Predicting mortality among older adults hospitalized for community-acquired pneumonia: An enhanced Confusion, Urea, Respiratory rate and Blood pressure score compared with Pneumonia Severity Index
Version of Record online: 29 JUL 2012
© 2012 The Authors. Respirology © 2012 Asian Pacific Society of Respirology
Volume 17, Issue 6, pages 969–975, August 2012
How to Cite
ABISHEGANADEN, J., DING, Y. Y., CHONG, W.-F., HENG, B.-H. and LIM, T. K. (2012), Predicting mortality among older adults hospitalized for community-acquired pneumonia: An enhanced Confusion, Urea, Respiratory rate and Blood pressure score compared with Pneumonia Severity Index. Respirology, 17: 969–975. doi: 10.1111/j.1440-1843.2012.02183.x
- Issue online: 29 JUL 2012
- Version of Record online: 29 JUL 2012
- Accepted manuscript online: 10 MAY 2012 10:00PM EST
- Received 16 December 2011; invited to revise 17 January 2012, 24 February 2012; revised 8 February 2012, 24 February 2012; accepted 27 February 2012 (Associate Editor: David Hui).
- community-acquired pneumonia;
- Pneumonia Severity Index.
Background and objective: Pneumonia Severity Index (PSI) predicts mortality better than Confusion, Urea >7 mmol/L, Respiratory rate >30/min, low Blood pressure: diastolic blood pressure <60 mm Hg or systolic blood pressure <90 mm Hg, and age >65 years (CURB-65) for community-acquired pneumonia (CAP) but is more cumbersome. The objective was to determine whether CURB enhanced with a small number of additional variables can predict mortality with at least the same accuracy as PSI.

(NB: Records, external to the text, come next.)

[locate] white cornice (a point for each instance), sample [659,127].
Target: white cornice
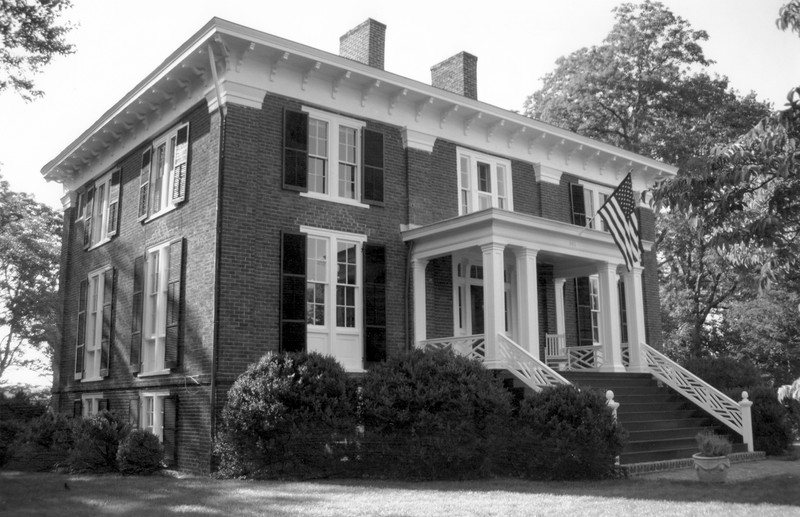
[250,63]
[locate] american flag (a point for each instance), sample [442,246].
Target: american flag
[620,216]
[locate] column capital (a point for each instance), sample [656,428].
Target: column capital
[490,247]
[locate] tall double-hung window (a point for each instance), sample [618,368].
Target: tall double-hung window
[99,209]
[95,325]
[164,173]
[484,181]
[157,309]
[328,156]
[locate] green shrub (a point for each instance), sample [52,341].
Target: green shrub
[725,372]
[564,433]
[140,453]
[96,441]
[431,415]
[287,415]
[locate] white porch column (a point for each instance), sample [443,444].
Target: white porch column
[528,300]
[610,337]
[561,326]
[634,302]
[494,295]
[420,320]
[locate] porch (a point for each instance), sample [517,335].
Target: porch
[557,290]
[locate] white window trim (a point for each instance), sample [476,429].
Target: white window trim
[98,324]
[593,221]
[158,411]
[158,348]
[334,121]
[475,157]
[333,237]
[104,181]
[90,403]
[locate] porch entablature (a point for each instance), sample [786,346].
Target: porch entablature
[570,247]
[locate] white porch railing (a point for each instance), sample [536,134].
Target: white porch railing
[525,367]
[735,415]
[473,346]
[508,356]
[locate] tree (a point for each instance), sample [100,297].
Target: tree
[31,36]
[30,243]
[645,89]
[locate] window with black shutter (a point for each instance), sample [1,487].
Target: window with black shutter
[293,292]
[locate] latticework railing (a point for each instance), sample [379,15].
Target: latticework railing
[525,367]
[716,403]
[585,357]
[473,347]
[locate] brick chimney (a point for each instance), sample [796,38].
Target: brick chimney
[458,74]
[365,43]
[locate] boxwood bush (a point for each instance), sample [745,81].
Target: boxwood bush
[564,433]
[140,453]
[288,415]
[431,415]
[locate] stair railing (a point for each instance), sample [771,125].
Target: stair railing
[735,415]
[519,362]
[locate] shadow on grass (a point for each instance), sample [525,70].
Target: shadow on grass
[45,494]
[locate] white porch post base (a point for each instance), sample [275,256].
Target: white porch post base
[610,335]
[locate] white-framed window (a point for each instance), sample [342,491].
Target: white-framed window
[99,208]
[164,172]
[594,197]
[154,331]
[333,279]
[594,294]
[151,417]
[334,157]
[484,181]
[97,297]
[92,404]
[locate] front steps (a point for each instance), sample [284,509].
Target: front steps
[662,425]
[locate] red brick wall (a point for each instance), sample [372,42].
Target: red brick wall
[195,221]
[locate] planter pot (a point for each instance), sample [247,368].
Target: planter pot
[711,469]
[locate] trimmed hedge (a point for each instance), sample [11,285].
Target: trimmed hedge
[288,415]
[140,453]
[565,433]
[425,415]
[432,415]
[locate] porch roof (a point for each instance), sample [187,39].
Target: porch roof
[570,248]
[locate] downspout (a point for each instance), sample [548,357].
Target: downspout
[220,167]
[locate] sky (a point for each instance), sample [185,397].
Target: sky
[517,42]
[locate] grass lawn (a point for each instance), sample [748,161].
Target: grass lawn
[44,494]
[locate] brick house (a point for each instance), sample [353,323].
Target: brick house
[253,194]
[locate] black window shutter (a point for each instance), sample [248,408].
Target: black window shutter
[169,418]
[144,184]
[173,303]
[374,302]
[87,218]
[295,150]
[136,319]
[113,203]
[107,336]
[373,167]
[133,412]
[293,292]
[80,344]
[180,164]
[583,298]
[578,206]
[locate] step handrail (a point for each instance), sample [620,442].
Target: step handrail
[735,415]
[523,365]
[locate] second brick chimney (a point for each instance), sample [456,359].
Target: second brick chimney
[365,43]
[458,74]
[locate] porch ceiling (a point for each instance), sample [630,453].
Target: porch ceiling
[568,247]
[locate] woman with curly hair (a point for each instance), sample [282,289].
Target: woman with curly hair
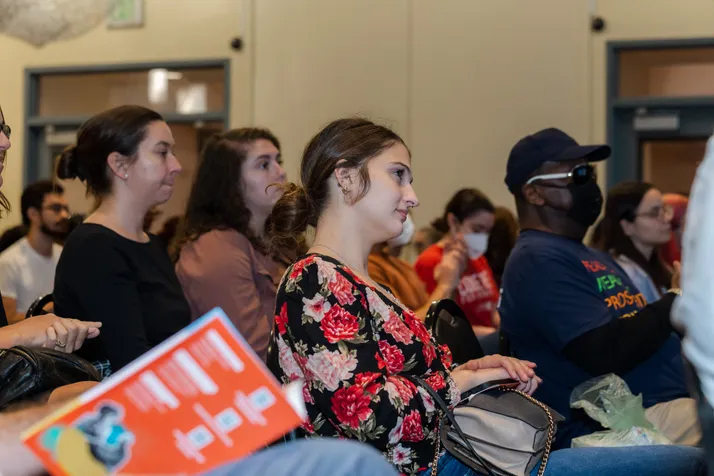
[222,259]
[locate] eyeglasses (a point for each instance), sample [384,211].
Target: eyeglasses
[57,208]
[5,129]
[663,212]
[580,175]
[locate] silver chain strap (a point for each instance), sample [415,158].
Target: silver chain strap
[551,427]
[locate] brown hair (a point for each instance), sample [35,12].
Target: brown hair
[4,202]
[351,143]
[609,236]
[501,241]
[120,130]
[216,200]
[464,203]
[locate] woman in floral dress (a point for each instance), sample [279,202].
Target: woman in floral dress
[353,342]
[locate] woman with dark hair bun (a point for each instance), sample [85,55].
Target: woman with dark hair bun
[636,224]
[111,270]
[468,218]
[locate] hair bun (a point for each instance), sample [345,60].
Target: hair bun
[440,224]
[68,164]
[290,217]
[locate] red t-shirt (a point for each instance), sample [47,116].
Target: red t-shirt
[477,293]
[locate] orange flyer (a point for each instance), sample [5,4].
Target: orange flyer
[197,401]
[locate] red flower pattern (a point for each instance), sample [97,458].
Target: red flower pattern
[354,358]
[341,289]
[367,381]
[338,324]
[281,320]
[390,357]
[351,406]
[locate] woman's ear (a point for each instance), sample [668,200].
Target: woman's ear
[628,227]
[119,165]
[345,180]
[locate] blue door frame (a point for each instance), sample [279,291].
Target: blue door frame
[35,124]
[696,114]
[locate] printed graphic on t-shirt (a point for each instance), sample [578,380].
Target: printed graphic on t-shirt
[619,297]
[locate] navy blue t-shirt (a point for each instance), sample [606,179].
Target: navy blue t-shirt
[556,289]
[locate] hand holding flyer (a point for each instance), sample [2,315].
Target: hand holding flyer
[193,403]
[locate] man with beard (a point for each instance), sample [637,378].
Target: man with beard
[571,309]
[27,268]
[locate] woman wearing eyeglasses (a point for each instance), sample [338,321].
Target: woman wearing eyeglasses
[637,222]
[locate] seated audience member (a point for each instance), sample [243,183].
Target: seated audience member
[672,251]
[387,269]
[11,236]
[635,225]
[50,331]
[695,308]
[168,231]
[223,259]
[353,343]
[424,237]
[111,270]
[469,215]
[27,268]
[501,241]
[571,309]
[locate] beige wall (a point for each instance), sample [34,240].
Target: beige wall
[460,79]
[175,30]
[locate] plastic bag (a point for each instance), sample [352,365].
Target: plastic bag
[633,437]
[609,401]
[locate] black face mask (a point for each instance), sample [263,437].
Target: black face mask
[587,203]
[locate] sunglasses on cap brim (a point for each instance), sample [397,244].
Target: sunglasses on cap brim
[580,175]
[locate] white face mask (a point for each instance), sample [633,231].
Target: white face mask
[407,234]
[477,244]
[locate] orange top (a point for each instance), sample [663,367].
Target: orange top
[400,277]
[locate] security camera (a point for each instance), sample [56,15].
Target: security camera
[237,43]
[597,24]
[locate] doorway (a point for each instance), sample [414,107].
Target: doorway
[670,164]
[660,110]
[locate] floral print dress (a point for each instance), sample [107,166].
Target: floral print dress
[352,346]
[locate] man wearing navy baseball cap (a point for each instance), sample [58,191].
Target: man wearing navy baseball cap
[571,309]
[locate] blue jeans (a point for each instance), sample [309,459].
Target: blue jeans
[634,460]
[317,457]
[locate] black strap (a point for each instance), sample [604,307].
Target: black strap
[450,415]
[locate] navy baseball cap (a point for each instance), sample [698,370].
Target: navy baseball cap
[548,145]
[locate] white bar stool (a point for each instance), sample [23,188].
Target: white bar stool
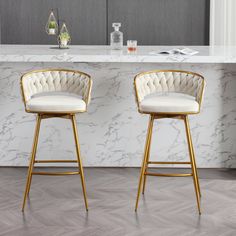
[169,94]
[55,93]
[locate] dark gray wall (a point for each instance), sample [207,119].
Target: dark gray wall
[23,21]
[163,22]
[155,22]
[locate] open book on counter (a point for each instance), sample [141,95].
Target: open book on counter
[176,51]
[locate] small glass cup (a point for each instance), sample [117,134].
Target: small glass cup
[132,45]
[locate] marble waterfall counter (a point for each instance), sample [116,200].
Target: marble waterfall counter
[112,133]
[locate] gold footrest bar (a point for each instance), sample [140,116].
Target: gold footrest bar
[56,173]
[169,163]
[168,175]
[55,161]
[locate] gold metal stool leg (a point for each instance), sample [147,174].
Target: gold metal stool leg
[199,190]
[30,169]
[146,165]
[190,147]
[147,146]
[79,160]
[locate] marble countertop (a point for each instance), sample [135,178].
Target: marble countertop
[144,54]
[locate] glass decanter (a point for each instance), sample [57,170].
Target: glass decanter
[116,37]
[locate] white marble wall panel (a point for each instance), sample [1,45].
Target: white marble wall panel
[112,133]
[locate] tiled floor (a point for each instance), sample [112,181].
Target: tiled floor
[56,205]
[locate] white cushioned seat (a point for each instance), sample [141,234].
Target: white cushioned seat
[56,102]
[56,91]
[169,103]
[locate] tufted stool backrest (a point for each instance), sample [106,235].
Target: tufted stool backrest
[164,81]
[56,80]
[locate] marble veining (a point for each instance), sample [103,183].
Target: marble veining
[112,133]
[144,54]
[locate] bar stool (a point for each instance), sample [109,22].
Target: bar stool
[55,93]
[168,94]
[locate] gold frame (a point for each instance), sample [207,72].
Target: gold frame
[56,69]
[179,115]
[47,115]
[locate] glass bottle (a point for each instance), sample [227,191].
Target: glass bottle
[51,26]
[64,37]
[116,37]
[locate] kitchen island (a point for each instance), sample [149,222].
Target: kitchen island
[112,132]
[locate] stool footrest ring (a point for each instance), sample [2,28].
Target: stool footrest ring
[56,173]
[168,175]
[169,163]
[55,161]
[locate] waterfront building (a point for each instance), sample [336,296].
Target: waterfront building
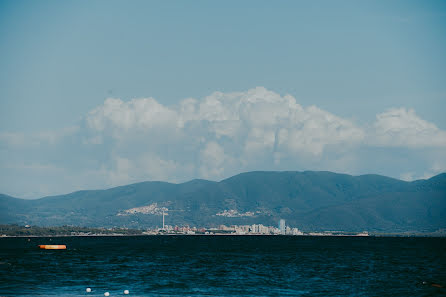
[282,227]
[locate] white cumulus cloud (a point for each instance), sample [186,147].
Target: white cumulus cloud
[402,127]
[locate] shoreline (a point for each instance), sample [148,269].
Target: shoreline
[395,235]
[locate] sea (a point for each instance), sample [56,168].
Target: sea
[224,266]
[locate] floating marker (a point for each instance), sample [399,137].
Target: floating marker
[53,246]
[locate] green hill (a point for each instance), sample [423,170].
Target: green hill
[307,200]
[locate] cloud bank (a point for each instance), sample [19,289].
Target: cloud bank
[223,134]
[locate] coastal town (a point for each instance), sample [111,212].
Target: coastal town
[254,229]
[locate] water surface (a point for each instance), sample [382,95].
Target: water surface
[224,266]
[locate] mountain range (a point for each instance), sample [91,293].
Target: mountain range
[311,201]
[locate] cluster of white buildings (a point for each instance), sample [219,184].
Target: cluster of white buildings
[259,229]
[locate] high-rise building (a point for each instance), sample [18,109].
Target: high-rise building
[282,226]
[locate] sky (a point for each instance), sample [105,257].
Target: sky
[97,94]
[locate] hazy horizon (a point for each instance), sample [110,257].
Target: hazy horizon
[107,93]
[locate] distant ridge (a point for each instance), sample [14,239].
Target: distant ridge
[309,200]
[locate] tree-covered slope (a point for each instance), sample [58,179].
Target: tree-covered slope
[308,200]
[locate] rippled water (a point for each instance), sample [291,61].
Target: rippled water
[224,266]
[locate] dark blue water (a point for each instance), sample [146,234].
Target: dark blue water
[224,266]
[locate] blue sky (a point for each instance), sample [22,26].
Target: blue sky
[348,86]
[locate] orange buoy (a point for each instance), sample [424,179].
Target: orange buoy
[53,246]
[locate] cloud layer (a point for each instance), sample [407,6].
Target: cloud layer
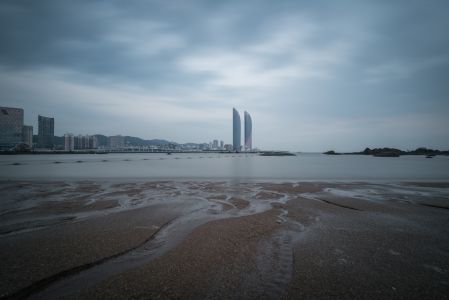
[314,75]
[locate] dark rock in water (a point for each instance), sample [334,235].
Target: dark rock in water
[386,154]
[331,152]
[277,153]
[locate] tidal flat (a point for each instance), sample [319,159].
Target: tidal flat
[101,239]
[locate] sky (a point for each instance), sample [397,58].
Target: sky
[314,75]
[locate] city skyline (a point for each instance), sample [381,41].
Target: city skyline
[320,75]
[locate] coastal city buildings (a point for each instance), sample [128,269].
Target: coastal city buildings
[46,132]
[27,135]
[17,137]
[236,131]
[11,126]
[248,132]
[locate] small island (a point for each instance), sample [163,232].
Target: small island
[392,152]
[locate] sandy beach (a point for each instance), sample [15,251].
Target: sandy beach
[224,240]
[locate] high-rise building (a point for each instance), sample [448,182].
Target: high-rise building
[116,141]
[248,132]
[11,125]
[69,142]
[46,132]
[236,131]
[27,135]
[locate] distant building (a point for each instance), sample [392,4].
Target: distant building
[236,131]
[116,141]
[228,147]
[248,132]
[46,132]
[69,142]
[11,125]
[27,135]
[93,142]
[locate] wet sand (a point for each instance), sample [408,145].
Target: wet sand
[210,240]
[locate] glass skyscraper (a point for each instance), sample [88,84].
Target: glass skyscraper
[46,132]
[248,132]
[236,131]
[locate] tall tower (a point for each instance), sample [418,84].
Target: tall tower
[248,132]
[236,131]
[11,124]
[46,132]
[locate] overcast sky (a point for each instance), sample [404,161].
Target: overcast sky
[314,75]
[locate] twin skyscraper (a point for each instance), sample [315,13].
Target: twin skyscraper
[237,131]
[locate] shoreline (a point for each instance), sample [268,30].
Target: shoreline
[229,238]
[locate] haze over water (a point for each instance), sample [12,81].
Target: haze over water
[187,166]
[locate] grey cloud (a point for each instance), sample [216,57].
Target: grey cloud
[325,61]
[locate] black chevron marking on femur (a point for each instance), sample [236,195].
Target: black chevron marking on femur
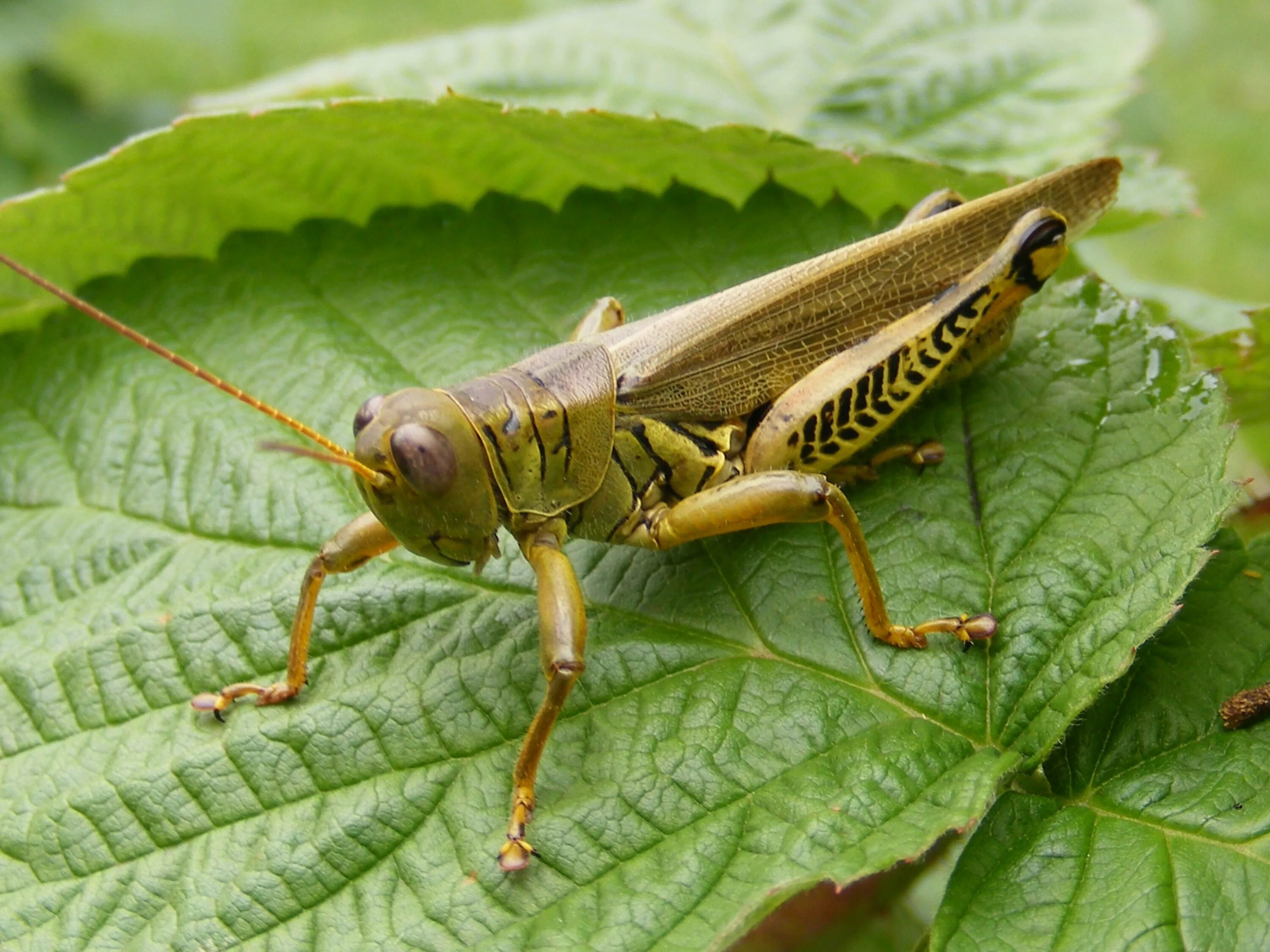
[845,407]
[938,339]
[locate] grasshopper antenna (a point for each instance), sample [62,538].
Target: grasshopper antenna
[334,454]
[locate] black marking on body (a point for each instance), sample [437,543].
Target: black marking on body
[642,438]
[938,339]
[566,436]
[498,452]
[701,443]
[845,407]
[635,492]
[543,450]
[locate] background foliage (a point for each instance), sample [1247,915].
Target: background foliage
[738,738]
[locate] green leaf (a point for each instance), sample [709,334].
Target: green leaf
[182,190]
[737,738]
[121,66]
[1016,87]
[1244,357]
[1160,834]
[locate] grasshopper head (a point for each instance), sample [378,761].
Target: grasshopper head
[436,497]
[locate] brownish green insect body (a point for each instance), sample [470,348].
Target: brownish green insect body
[727,413]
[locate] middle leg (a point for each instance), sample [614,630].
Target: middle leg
[780,497]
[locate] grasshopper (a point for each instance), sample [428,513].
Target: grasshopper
[741,409]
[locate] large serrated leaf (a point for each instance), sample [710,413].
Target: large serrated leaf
[183,188]
[1020,87]
[737,735]
[1160,836]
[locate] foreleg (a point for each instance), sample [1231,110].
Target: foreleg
[350,549]
[562,639]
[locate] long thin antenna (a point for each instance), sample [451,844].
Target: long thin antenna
[83,306]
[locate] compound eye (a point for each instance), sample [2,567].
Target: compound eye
[1044,234]
[425,457]
[366,413]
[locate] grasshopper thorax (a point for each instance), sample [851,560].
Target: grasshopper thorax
[437,498]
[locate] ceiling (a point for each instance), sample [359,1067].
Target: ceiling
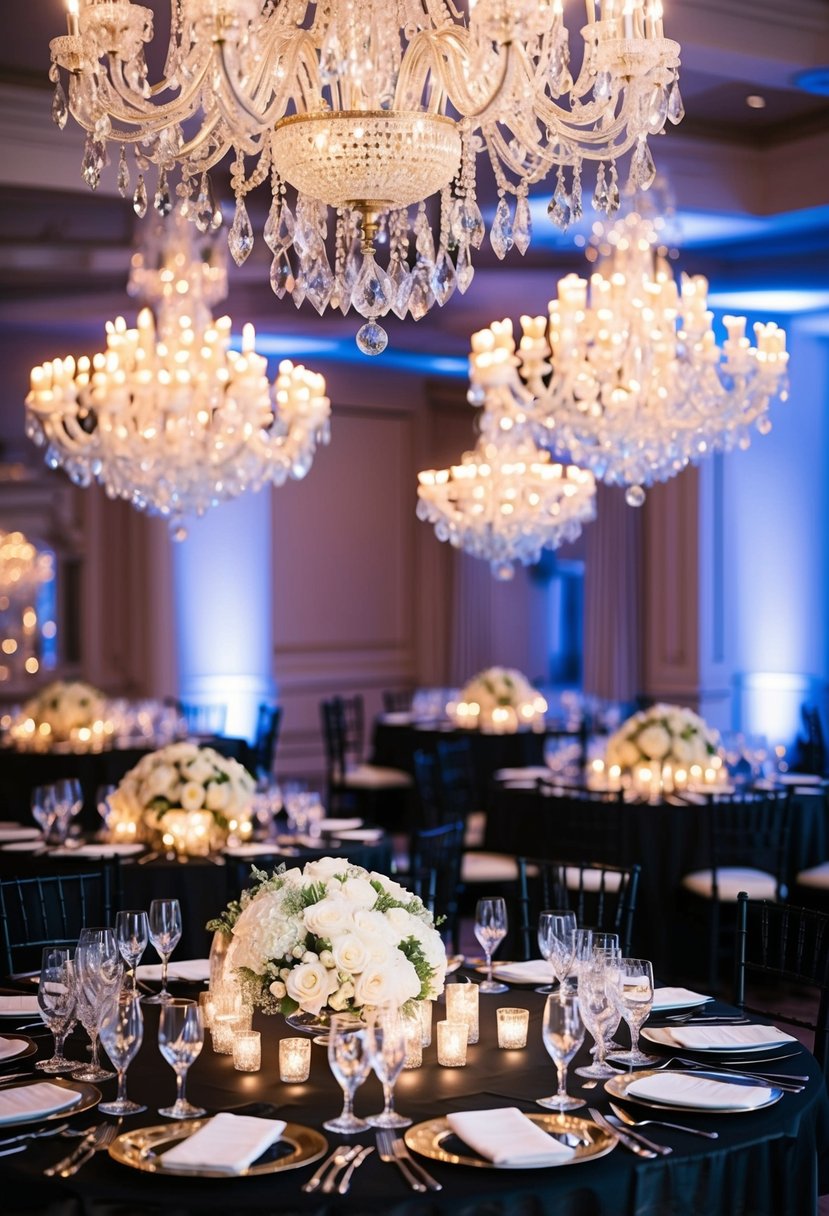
[750,189]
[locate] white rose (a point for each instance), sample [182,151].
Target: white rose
[310,985]
[191,795]
[330,917]
[350,953]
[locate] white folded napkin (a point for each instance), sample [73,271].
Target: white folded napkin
[535,970]
[26,1102]
[193,970]
[10,1047]
[680,1090]
[699,1037]
[229,1143]
[507,1137]
[18,1006]
[676,997]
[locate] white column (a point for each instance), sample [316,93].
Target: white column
[223,608]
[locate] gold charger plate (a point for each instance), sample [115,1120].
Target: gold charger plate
[137,1149]
[618,1087]
[428,1140]
[89,1096]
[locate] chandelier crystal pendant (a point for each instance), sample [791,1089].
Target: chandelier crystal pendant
[370,107]
[506,500]
[626,376]
[169,417]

Methods: Retrospective review of medical records and administrative data of adults aged 55 years or older hospitalized for CAP over 1 year from three hospitals.
Results: For 1052 hospital admissions of unique patients, 30-day mortality was 17.2%. PSI class and CURB-65 predicted 30-day mortality with area under curve (AUC) of 0.77 (95% confidence interval (CI): 0.73–0.80) and 0.70 (95% CI: 0.66–0.74) respectively. When age and three co-morbid conditions (metastatic cancer, solid tumours without metastases and stroke) were added to CURB, the AUC improved to 0.80 (95% CI: 0.77–0.83). Bootstrap validation obtained an AUC estimate of 0.78, indicating negligible overfitting of the model. Based on this model, a clinical score (enhanced CURB score) was developed that had possible values from 5 to 25. Its AUC was 0.79 (95% CI: 0.76–0.83) and remained similar to that of PSI class.
Conclusions: An enhanced CURB score predicted 30-day mortality with at least the same accuracy as PSI class did among older adults hospitalized for CAP. External validation of this score in other populations is the next step to determine whether it can be used more widely.